岡久 太郎
研究概要
我々は普段コミュニケーションを行う際、現在耳にしている単語の羅列のみを処理しているのではなく、それ以外の多様な情報を組み合わせて他者に自身の意図を伝え、他者の意図を理解しています。言語学では、理解の対象となっている言語情報の周辺に(時間的・空間的に)存在する情報を文脈と呼びます。このような文脈が言語の伝達・理解にどのような影響を与えるのかについて認知言語学の観点から研究を行っています。
認知言語学と文脈
認知言語学では、文法を規則の集合としてではなく、実際の言語使用に根ざした言語表現の組み合わせパターン (=構文, construction) の記憶として考えます。この考え方を使用基盤モデル (Usage-based Model) と言います。
使用基盤モデルの考え方において、言語習得は言語経験において頻繁に観察されるパターンを構文として記憶していくと想定しています。この時、構文の構成要素として記憶される外界からの刺激は、言語情報のみに留まらず、言語以外のマルチモーダル情報を含んでいると想定されています。私の研究では、いかなる種類の情報が言語の意味に関わっているのかを明らかにすることを目指して研究を行っています。
イントネーションと発話の意味
発話全体の意味を反映した音の上がり下がりをイントネーションと呼びます。音声会話において、イントネーションは肯定文であれば下降調、疑問文であれば上昇調というように、文法的な役割を果たすこともあります。

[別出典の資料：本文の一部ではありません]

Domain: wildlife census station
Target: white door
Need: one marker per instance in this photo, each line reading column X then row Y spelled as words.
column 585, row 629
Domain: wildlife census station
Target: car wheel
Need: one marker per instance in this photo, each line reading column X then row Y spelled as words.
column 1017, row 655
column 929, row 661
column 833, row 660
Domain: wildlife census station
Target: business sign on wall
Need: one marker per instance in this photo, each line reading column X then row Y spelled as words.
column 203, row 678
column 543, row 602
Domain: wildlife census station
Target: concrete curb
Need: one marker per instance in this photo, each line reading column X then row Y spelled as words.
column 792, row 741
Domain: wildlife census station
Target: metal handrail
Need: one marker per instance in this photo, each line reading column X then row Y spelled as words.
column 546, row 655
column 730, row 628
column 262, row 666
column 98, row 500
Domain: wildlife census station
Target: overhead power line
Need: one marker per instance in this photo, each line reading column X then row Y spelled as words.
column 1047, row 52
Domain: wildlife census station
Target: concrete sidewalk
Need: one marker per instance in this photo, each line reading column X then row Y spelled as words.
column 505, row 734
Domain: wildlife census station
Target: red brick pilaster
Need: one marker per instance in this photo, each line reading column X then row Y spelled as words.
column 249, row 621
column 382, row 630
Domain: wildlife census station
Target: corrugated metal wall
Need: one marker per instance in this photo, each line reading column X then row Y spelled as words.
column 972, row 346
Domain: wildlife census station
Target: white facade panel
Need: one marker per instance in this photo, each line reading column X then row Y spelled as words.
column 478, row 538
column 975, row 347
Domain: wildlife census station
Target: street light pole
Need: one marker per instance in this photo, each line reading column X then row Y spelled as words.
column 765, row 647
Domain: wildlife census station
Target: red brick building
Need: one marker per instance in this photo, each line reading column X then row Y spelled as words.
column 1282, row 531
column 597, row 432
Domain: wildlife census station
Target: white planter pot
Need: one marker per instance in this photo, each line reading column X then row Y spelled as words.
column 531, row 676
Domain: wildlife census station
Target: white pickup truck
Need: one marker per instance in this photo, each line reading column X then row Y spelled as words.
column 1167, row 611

特に日本語では、意図された文法構造(=統語構造)に応じて、イントネーションのパターンが変わるということが古くから知られています。このような特定の言語表現と結びつくイントネーションパターンも構文の構成要素の一つと考えることができます。このようにイントネーションを構文の観点から捉えることで、言語表現の意味との関わりを考える研究を行っています。
ジェスチャーと発話の意味
我々は日常会話において様々なジェスチャーを発話に共起させています。ジェスチャーは、電話会話のような相手に自分の姿が見えない場合にも自然と発話に共起することが多々あります。ここから窺えるのは、ジェスチャーは単なる補助的な伝達手段ではなく、言語使用と深く結びついた、構文の構成要素となりうるものであるということです。事実、話者の母語が持っている文法的特徴に応じて、特定の発話に共起するジェスチャーのパターンが異なるという研究結果も報告されています。私の研究では、主に言語の文法的な側面とジェスチャーの対応関係に着目しています。